Jane Marston is a Coast Salish First Nation artist. She is the mother of seven grown children and a proud grandmother. She began carving under the mentorship of Simon Charlie in 1984 and worked with him on various art projects until April of 2005. Totem poles, ceremonial rattles, dolls, talking sticks, dancing sticks, paddles and ceremonial masks have become her specialties. Although her main medium is wood, she has also become very proficient in watercolor, doing scenes with symbols that depict her native heritage. Her inspiration comes from old Salish art pieces that she discovered in museums. She pays close attention to nature and combines both the past and the present in her work. She believes that there is importance in showing traditional symbols but also expresses that we must dream new dreams and invent new art that speaks to us in our present day.
Although she taught a great number of people to carve in the studio where she worked, she decided she wanted to teach in universities and share her knowledge with a wider audience of people. She then went back to school and got her Masters Degree in Indigenous Government. This experience has given her art a greater depth and meaning. Through this education she has become aware of the effects colonization has had on the art of her people. She uses these ideas in her watercolors and her carvings.
Jane taught at the Simon Charlie Society for three years. She taught First Nation art in a holistic way; a way that looked after the spiritual, mental, physical and emotional aspects of the students. She always tried her best to teach the way her people used to teach. In 1988 Jane was asked to go to Holland and give lectures on First Nation art and culture. She spent three weeks giving talks at schools, universities, and public meetings. In 1997 she was asked to go to New Zealand to talk about First Nation literature, art and culture.
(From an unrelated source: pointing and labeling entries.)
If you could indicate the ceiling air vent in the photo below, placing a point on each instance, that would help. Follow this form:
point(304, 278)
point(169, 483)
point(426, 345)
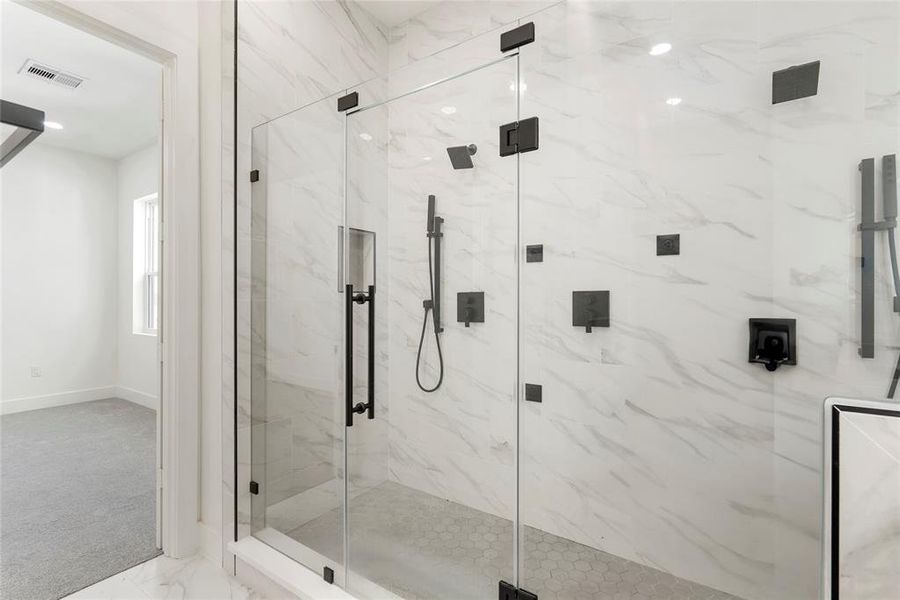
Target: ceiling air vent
point(37, 70)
She spent three weeks in the north island of New Zealand giving lectures at schools, colleges, universities and homes. Jane also does guest lectures at Malaspina University College in Nanaimo. Her main discussion topics are often based in West Coast First Nation art and culture, the history and evolution of First Nation art, and leadership as a First Nation artist.
Presently, her art can be found in both private and public collections all over the world.